In den Worten von Alt-OB Georg Kronawitter gesprochen: "Anzapfen muss er (der OB) können, wenigstens das." So gesehen ist Ude der beste Bürgermeister, den München nach dem Krieg hatte. OB Thomas Wimmer, der 1950 die heutige Tradition spontan begründete, weil ihn der Wirt Michael Schottenhamel darum bat, das erste Fass anzuzapfen, brauchte bei seinem Debüt ganze 19 Schläge.

Hans-Jochen Vogel schoss 1971 bei seinem Abschied eine Fontäne ins Gesicht, 1972 versuchte sein Nachfolger Kronawitter aus einem Krug zu trinken, dem der Boden fehlte. Und Erich Kiesl, Münchens einziger CSU-Oberbürgermeister nach dem Zweiten Weltkrieg, passierte 1978 das vielleicht lustigste Malheur. Er verwechselte die Vokale und ruft: "Izapft Os!"
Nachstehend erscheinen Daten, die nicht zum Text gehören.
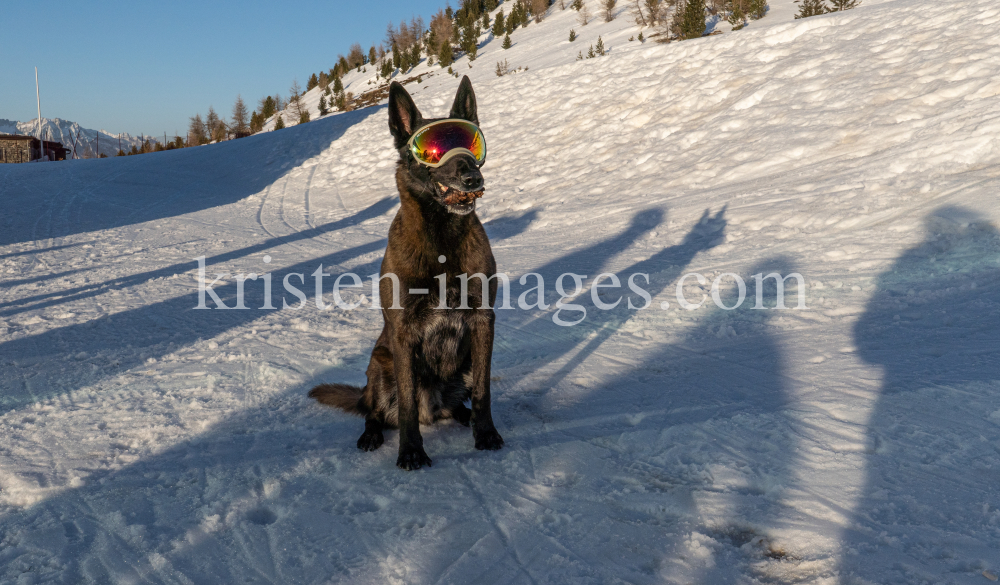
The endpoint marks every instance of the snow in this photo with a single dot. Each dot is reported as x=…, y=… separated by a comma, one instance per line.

Derlei ist Christian Ude in seinen 20 Amtsjahren nie passiert, vielleicht wirkt er ja auch deshalb so erfreut, als er von der Empore ein letztes Mal als Oberbürgermeister der Menge zuprostet, Seite an Seite mit Ministerpräsident Horst Seehofer. Das Volk jubelt, und man darf annehmen, dass diesmal nicht der Ministerpräsident gemeint ist.